I always felt overwhelmed by possibilities and potential avenues to pursue. I guess it’s the analyst in me. ;)
Lately, I’ve really committed to being more decisive. I believe decisiveness is a muscle and can be developed. Right or wrong, I try to decide as quickly, firmly, and resolutely as possible. I commit to my decision and stand by it. Not to say that I’m always locked into that particular decision. You can often reassess later and adjust accordingly, if need be. But I try to avoid vacillating as much as possible. I make a decision, and I stand by it.
It’s a balance, that’s for sure. You want to gather sufficient relevant information, without drowning in it (which can be easy to do!). Sometimes, ya gotta just call it quits on the intel gathering and go with what you have. Halt the overthinking and just D E C I D E.
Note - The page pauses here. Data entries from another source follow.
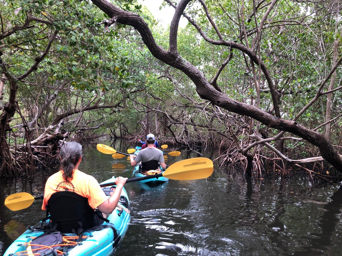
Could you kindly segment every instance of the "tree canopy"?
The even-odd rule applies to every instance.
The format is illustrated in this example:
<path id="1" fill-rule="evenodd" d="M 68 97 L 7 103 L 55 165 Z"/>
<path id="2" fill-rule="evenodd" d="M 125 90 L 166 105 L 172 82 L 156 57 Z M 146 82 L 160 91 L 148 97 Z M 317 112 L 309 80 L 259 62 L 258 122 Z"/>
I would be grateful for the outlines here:
<path id="1" fill-rule="evenodd" d="M 67 118 L 75 138 L 153 131 L 214 146 L 221 164 L 250 174 L 266 162 L 285 172 L 279 160 L 310 175 L 324 159 L 342 170 L 337 1 L 165 0 L 175 10 L 167 28 L 135 1 L 92 3 L 2 6 L 2 84 L 14 106 L 0 116 L 5 148 L 23 119 L 31 129 Z"/>

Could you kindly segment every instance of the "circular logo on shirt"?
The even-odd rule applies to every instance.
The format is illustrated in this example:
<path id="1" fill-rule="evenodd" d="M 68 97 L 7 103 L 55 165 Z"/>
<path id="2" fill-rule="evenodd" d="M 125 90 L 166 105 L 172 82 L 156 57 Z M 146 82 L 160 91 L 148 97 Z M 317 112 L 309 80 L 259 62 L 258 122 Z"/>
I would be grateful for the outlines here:
<path id="1" fill-rule="evenodd" d="M 69 181 L 64 181 L 57 185 L 56 188 L 56 191 L 71 191 L 74 192 L 75 190 L 75 187 L 74 186 L 73 183 Z"/>

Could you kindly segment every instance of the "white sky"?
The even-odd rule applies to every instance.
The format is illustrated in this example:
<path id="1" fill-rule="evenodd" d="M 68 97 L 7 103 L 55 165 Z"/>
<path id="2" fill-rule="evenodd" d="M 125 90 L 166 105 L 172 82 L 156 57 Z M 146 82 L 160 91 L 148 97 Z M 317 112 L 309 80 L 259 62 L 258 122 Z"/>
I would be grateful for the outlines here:
<path id="1" fill-rule="evenodd" d="M 166 26 L 171 23 L 174 14 L 174 9 L 167 4 L 166 6 L 159 10 L 159 7 L 161 5 L 163 0 L 145 0 L 143 1 L 143 0 L 138 0 L 138 2 L 147 7 L 156 19 L 161 21 L 158 25 L 162 25 Z M 182 17 L 179 22 L 179 27 L 184 28 L 187 23 L 188 20 Z"/>

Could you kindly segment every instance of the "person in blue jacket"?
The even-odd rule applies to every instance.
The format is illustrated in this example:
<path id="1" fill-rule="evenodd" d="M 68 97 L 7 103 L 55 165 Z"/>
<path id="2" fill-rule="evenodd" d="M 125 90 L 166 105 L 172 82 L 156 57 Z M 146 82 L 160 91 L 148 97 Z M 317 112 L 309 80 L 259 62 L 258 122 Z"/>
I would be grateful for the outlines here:
<path id="1" fill-rule="evenodd" d="M 140 139 L 138 140 L 138 141 L 141 143 L 142 145 L 146 144 L 146 141 L 143 141 Z M 154 145 L 156 146 L 156 147 L 159 147 L 159 144 L 158 143 L 158 142 L 157 141 L 157 140 L 154 140 Z"/>

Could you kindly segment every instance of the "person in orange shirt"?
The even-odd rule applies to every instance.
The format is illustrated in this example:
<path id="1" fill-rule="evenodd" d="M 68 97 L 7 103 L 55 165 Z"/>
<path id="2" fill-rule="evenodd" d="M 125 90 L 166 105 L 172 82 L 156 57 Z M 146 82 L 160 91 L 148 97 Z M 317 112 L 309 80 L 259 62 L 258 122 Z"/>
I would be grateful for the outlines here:
<path id="1" fill-rule="evenodd" d="M 117 178 L 116 187 L 108 198 L 95 178 L 78 170 L 82 159 L 80 144 L 75 141 L 65 142 L 61 149 L 60 156 L 61 161 L 60 170 L 47 181 L 42 209 L 46 210 L 53 194 L 69 191 L 88 198 L 89 205 L 93 209 L 97 208 L 106 214 L 111 213 L 119 202 L 127 178 L 121 176 Z"/>

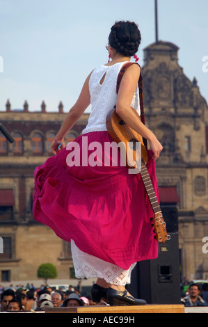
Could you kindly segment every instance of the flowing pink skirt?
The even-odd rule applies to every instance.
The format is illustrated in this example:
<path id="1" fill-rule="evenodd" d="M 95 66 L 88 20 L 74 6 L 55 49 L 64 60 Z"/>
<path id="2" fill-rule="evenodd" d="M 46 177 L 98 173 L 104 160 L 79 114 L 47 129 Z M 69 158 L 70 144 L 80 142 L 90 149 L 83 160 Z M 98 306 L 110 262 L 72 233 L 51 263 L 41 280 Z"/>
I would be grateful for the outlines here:
<path id="1" fill-rule="evenodd" d="M 154 214 L 141 175 L 129 174 L 120 162 L 114 166 L 111 154 L 110 165 L 106 165 L 104 145 L 113 142 L 107 131 L 83 134 L 74 141 L 80 150 L 74 149 L 77 157 L 72 158 L 73 150 L 67 146 L 35 168 L 34 219 L 61 239 L 72 239 L 81 251 L 123 269 L 157 257 L 150 221 Z M 95 150 L 89 150 L 95 141 L 102 149 L 97 157 Z M 159 198 L 152 154 L 149 151 L 147 167 Z M 92 166 L 93 156 L 97 164 Z M 70 166 L 75 157 L 76 164 Z"/>

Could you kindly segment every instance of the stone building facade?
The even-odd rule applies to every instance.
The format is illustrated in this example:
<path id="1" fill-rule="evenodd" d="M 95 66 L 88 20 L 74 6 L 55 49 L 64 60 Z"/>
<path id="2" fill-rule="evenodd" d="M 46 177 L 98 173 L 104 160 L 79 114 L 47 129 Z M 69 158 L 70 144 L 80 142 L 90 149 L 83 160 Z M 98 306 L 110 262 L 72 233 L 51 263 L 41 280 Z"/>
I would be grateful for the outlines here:
<path id="1" fill-rule="evenodd" d="M 163 146 L 157 161 L 160 200 L 178 207 L 182 277 L 208 279 L 202 250 L 208 237 L 207 104 L 196 79 L 183 73 L 177 46 L 159 41 L 144 54 L 146 123 Z"/>
<path id="2" fill-rule="evenodd" d="M 162 204 L 175 204 L 179 212 L 182 276 L 208 278 L 207 256 L 202 239 L 208 237 L 208 107 L 197 81 L 191 81 L 178 63 L 178 47 L 159 41 L 144 50 L 143 97 L 146 125 L 163 145 L 157 161 Z M 52 155 L 50 144 L 66 113 L 12 110 L 9 102 L 1 122 L 15 142 L 0 133 L 0 282 L 37 279 L 40 264 L 51 262 L 58 278 L 70 277 L 69 244 L 32 216 L 33 172 Z M 81 134 L 88 114 L 83 114 L 66 136 Z"/>

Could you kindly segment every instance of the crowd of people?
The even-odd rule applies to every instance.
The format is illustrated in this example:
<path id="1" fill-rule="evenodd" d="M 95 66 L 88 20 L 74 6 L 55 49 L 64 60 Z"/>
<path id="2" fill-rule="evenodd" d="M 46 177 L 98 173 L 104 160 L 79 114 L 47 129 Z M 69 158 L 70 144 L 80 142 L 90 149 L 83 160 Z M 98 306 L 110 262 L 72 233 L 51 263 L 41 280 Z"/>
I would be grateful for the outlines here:
<path id="1" fill-rule="evenodd" d="M 48 308 L 95 305 L 90 296 L 82 296 L 78 288 L 69 286 L 67 291 L 42 286 L 35 289 L 33 285 L 6 289 L 0 287 L 1 312 L 45 311 Z M 99 305 L 107 305 L 101 301 Z"/>
<path id="2" fill-rule="evenodd" d="M 181 302 L 185 307 L 208 306 L 208 283 L 200 285 L 196 283 L 182 282 Z M 67 291 L 54 289 L 50 286 L 41 286 L 35 289 L 33 285 L 25 287 L 12 285 L 3 288 L 0 285 L 0 311 L 45 311 L 46 308 L 58 307 L 78 307 L 96 305 L 89 296 L 83 296 L 79 287 L 69 286 Z M 99 305 L 108 305 L 101 300 Z"/>

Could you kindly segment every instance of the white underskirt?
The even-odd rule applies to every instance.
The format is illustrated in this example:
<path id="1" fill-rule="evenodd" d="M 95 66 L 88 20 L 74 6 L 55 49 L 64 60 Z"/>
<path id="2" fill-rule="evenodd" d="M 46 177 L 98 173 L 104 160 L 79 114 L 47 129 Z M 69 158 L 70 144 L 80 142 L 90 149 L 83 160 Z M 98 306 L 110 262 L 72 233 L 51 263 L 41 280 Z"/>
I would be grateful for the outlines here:
<path id="1" fill-rule="evenodd" d="M 71 240 L 71 250 L 77 278 L 104 278 L 107 282 L 125 286 L 131 283 L 131 273 L 136 262 L 127 270 L 88 255 L 77 248 Z"/>

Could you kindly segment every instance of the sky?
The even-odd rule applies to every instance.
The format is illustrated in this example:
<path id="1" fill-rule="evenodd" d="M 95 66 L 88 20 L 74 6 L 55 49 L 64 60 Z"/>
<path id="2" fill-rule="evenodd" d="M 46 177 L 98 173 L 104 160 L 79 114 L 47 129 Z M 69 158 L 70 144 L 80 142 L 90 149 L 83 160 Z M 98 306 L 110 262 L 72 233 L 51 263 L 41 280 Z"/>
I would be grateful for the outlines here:
<path id="1" fill-rule="evenodd" d="M 207 0 L 157 3 L 159 40 L 179 47 L 179 66 L 208 103 Z M 9 99 L 12 109 L 26 100 L 39 111 L 44 100 L 57 111 L 61 101 L 67 112 L 89 73 L 107 62 L 118 20 L 138 25 L 143 66 L 143 49 L 155 42 L 154 0 L 0 0 L 0 111 Z"/>

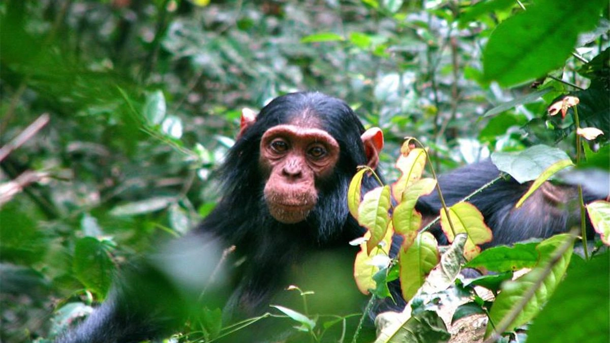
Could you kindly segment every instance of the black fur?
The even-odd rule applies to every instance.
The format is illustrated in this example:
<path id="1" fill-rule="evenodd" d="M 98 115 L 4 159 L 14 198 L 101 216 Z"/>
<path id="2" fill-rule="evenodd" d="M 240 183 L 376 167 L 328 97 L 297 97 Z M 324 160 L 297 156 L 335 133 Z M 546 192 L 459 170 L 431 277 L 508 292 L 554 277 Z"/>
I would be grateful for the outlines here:
<path id="1" fill-rule="evenodd" d="M 318 202 L 306 220 L 287 225 L 276 221 L 262 200 L 264 184 L 259 169 L 259 149 L 261 137 L 267 129 L 297 118 L 317 120 L 339 142 L 340 155 L 332 176 L 317 180 Z M 336 248 L 354 253 L 353 247 L 347 242 L 361 236 L 364 230 L 349 214 L 346 199 L 356 167 L 367 162 L 360 137 L 364 132 L 362 125 L 345 102 L 319 93 L 292 93 L 274 99 L 262 109 L 256 123 L 229 151 L 221 170 L 223 197 L 215 209 L 186 238 L 201 242 L 202 246 L 214 244 L 221 250 L 231 245 L 236 247 L 227 262 L 240 262 L 236 269 L 231 270 L 227 281 L 232 283 L 228 287 L 232 292 L 217 299 L 226 301 L 226 319 L 234 320 L 264 311 L 272 297 L 292 281 L 286 280 L 291 266 L 302 262 L 310 252 Z M 439 181 L 450 205 L 498 173 L 490 162 L 484 162 L 442 176 Z M 367 176 L 363 190 L 376 186 L 376 181 Z M 513 180 L 500 181 L 471 200 L 493 228 L 493 244 L 547 237 L 565 229 L 569 212 L 558 209 L 553 206 L 557 204 L 540 195 L 522 209 L 512 209 L 527 187 Z M 428 195 L 420 200 L 417 208 L 424 216 L 434 217 L 439 213 L 440 202 L 436 195 Z M 217 263 L 214 261 L 212 264 Z M 351 270 L 351 266 L 345 268 Z M 156 270 L 147 264 L 130 275 L 167 278 L 164 273 Z M 117 284 L 112 296 L 99 309 L 58 341 L 131 342 L 162 336 L 176 330 L 188 315 L 177 308 L 188 304 L 188 301 L 157 304 L 156 294 L 177 291 L 170 282 L 162 283 L 165 286 L 156 292 L 142 292 L 133 286 L 146 283 L 147 277 L 131 276 Z M 343 287 L 354 286 L 336 287 L 337 292 L 342 292 Z M 400 294 L 396 285 L 392 288 Z M 176 294 L 170 299 L 184 298 Z M 404 306 L 404 301 L 397 300 L 399 305 Z"/>

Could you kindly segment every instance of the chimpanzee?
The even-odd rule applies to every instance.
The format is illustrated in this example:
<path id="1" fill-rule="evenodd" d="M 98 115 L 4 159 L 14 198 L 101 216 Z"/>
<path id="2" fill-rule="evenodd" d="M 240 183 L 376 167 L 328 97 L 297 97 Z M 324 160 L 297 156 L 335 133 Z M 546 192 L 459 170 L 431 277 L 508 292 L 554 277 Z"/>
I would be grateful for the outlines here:
<path id="1" fill-rule="evenodd" d="M 365 130 L 345 102 L 320 93 L 287 94 L 271 101 L 257 116 L 245 113 L 238 139 L 220 170 L 223 197 L 183 239 L 196 242 L 191 245 L 205 251 L 202 262 L 209 259 L 212 265 L 229 263 L 222 261 L 221 251 L 232 247 L 229 259 L 239 265 L 238 271 L 218 277 L 223 286 L 215 289 L 230 290 L 217 298 L 226 300 L 225 318 L 265 311 L 274 295 L 292 282 L 287 275 L 312 251 L 336 248 L 353 258 L 348 242 L 364 230 L 350 215 L 348 186 L 357 166 L 377 168 L 383 143 L 379 129 Z M 498 173 L 491 162 L 484 162 L 439 181 L 450 205 Z M 363 192 L 377 186 L 366 176 Z M 573 191 L 548 184 L 525 206 L 514 209 L 527 187 L 513 180 L 499 182 L 471 200 L 492 228 L 493 244 L 565 231 L 569 213 L 557 205 L 572 197 Z M 417 204 L 425 217 L 436 217 L 440 208 L 435 195 L 422 197 Z M 350 265 L 345 268 L 351 270 Z M 138 265 L 115 284 L 99 309 L 59 341 L 137 341 L 175 330 L 187 314 L 156 298 L 175 292 L 171 283 L 140 288 L 146 287 L 147 280 L 166 277 L 167 269 L 172 268 Z M 147 292 L 152 294 L 149 297 L 137 296 Z"/>

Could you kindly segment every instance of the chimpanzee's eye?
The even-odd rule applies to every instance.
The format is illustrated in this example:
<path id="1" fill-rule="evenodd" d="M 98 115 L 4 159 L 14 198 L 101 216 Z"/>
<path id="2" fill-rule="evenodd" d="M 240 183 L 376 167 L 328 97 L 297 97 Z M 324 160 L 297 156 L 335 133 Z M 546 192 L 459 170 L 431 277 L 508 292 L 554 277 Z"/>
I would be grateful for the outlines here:
<path id="1" fill-rule="evenodd" d="M 326 149 L 321 145 L 316 145 L 311 147 L 307 153 L 314 159 L 321 159 L 326 155 Z"/>
<path id="2" fill-rule="evenodd" d="M 288 150 L 288 143 L 281 139 L 274 140 L 269 146 L 275 153 L 285 153 Z"/>

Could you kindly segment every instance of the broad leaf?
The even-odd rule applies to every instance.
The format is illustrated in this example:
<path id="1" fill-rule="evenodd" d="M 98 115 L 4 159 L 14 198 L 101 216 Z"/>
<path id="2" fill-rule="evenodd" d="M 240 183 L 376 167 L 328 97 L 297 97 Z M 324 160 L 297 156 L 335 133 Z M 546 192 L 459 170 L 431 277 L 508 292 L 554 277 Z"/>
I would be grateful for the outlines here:
<path id="1" fill-rule="evenodd" d="M 610 203 L 598 200 L 587 205 L 587 212 L 601 241 L 610 245 Z"/>
<path id="2" fill-rule="evenodd" d="M 367 242 L 369 254 L 386 235 L 390 222 L 388 211 L 390 205 L 390 186 L 384 186 L 365 194 L 358 208 L 358 223 L 371 233 L 371 238 Z"/>
<path id="3" fill-rule="evenodd" d="M 509 86 L 561 68 L 606 0 L 540 0 L 500 23 L 483 51 L 485 78 Z"/>
<path id="4" fill-rule="evenodd" d="M 535 180 L 548 167 L 567 159 L 570 157 L 565 151 L 547 145 L 534 145 L 518 153 L 492 154 L 492 162 L 498 169 L 519 183 Z"/>
<path id="5" fill-rule="evenodd" d="M 416 232 L 422 224 L 422 215 L 415 211 L 417 199 L 422 195 L 428 194 L 436 186 L 434 179 L 422 179 L 411 187 L 404 189 L 402 200 L 396 208 L 392 216 L 394 231 L 400 234 Z"/>
<path id="6" fill-rule="evenodd" d="M 378 261 L 381 258 L 387 258 L 390 253 L 390 247 L 392 245 L 392 238 L 393 230 L 390 227 L 386 233 L 383 240 L 377 246 L 378 249 L 373 250 L 371 254 L 367 251 L 367 243 L 364 242 L 360 244 L 360 251 L 356 255 L 354 261 L 354 279 L 358 289 L 363 294 L 368 295 L 370 289 L 377 288 L 377 283 L 373 276 L 381 269 Z M 370 233 L 367 231 L 364 234 L 365 239 L 370 237 Z M 387 267 L 384 265 L 384 267 Z"/>
<path id="7" fill-rule="evenodd" d="M 570 265 L 565 279 L 530 325 L 528 343 L 610 341 L 609 257 L 606 251 L 578 267 Z"/>
<path id="8" fill-rule="evenodd" d="M 498 245 L 486 249 L 467 263 L 465 268 L 484 268 L 501 273 L 523 268 L 533 268 L 539 258 L 538 243 L 516 243 L 512 247 Z"/>
<path id="9" fill-rule="evenodd" d="M 350 188 L 347 191 L 347 206 L 350 208 L 350 213 L 352 217 L 358 219 L 358 208 L 360 207 L 361 194 L 362 186 L 362 177 L 368 169 L 363 168 L 358 171 L 351 178 Z"/>
<path id="10" fill-rule="evenodd" d="M 399 256 L 400 288 L 403 298 L 408 301 L 439 263 L 440 257 L 436 239 L 430 233 L 422 233 L 411 245 L 403 245 Z"/>
<path id="11" fill-rule="evenodd" d="M 401 173 L 397 181 L 392 185 L 394 198 L 401 201 L 404 189 L 420 179 L 426 165 L 426 151 L 422 148 L 410 149 L 409 141 L 403 143 L 400 156 L 396 161 L 396 167 Z"/>
<path id="12" fill-rule="evenodd" d="M 102 298 L 110 288 L 113 267 L 108 246 L 102 241 L 85 237 L 76 242 L 72 265 L 74 276 Z"/>
<path id="13" fill-rule="evenodd" d="M 570 259 L 572 258 L 572 249 L 565 250 L 561 255 L 555 256 L 556 251 L 564 244 L 572 239 L 569 234 L 564 234 L 554 236 L 542 241 L 538 245 L 538 251 L 540 258 L 538 265 L 527 274 L 514 281 L 506 281 L 502 284 L 502 291 L 496 297 L 489 313 L 489 320 L 498 325 L 504 317 L 513 311 L 513 308 L 518 306 L 522 301 L 526 301 L 522 308 L 518 309 L 518 314 L 511 321 L 508 327 L 508 331 L 520 327 L 532 319 L 548 301 L 553 295 L 557 285 L 561 282 Z M 544 276 L 543 273 L 547 264 L 554 262 L 550 273 L 544 277 L 542 283 L 534 291 L 529 298 L 523 297 L 530 292 L 530 289 L 536 286 L 537 281 Z M 492 325 L 488 325 L 486 337 L 489 336 L 493 330 Z"/>
<path id="14" fill-rule="evenodd" d="M 464 255 L 466 259 L 470 261 L 481 252 L 481 248 L 478 245 L 491 242 L 491 229 L 485 224 L 483 215 L 472 204 L 461 201 L 449 208 L 448 210 L 453 229 L 443 209 L 440 209 L 440 226 L 449 242 L 453 242 L 454 234 L 468 234 Z"/>

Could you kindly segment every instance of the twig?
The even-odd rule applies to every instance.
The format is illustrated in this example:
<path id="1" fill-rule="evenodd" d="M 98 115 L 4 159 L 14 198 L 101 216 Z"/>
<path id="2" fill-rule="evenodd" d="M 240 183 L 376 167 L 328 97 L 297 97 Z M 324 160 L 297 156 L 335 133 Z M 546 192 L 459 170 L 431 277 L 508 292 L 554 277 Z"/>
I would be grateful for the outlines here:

They say since our decisiveness is a finite resource, routine is key to reducing the amount of decisions we have to make daily. This is why ya boy Mark Zuckerberg, founder of Facebook, wears the same thing every day. I respect his level of devotion to decisiveness preservation…I’m a little too attached to personal expression through style so…I’mma stick with my varied wardrobe!
I’m currently reading a fantastic book called Essentialism by Greg McKeown (highly recommend!). In the book, McKeown references a decision-making principle presented by TED speaker Derek Sivers in his talk “No More Yes. It’s Either HELL YEAH! Or No.” It’s a simple technique for becoming more selective in making our choices.
The key is to put the decision to an extreme test: if we feel totally convinced to do something, we say yes. Anything less gets a hard pass. In other words, if the answer isn’t a definite yes, it should be a no.
Consider applying this to shopping for clothes. What if we just used the broad criterion, “There’s a chance I will wear this someday.” HELLO cluttered closet. If we ask, “Do I absolutely LOVE this?” then we can save ourselves money and closet space by reserving room for something we truly dig. We can subject all of our decisions to this test - big or small, significant or trivial - in every area of our lives.
Imagine it is a 90 Percent Rule, which is something you can apply to almost every decision or dilemma. As you assess an option, think about the single most important criterion for that decision. Then, simply rate the option between 0 and 100. If you score it any lower than 90 percent, boom - automatically change the rating to 0 and toss that bad boy.
This way, you avoid getting tangled up in indecision, or WORSE - getting stuck with suboptimal options. Like McKeown asserts, think about how you’d feel if you scored 65 on a test. Why would you deliberately choose to feel that way about an important decision in your life?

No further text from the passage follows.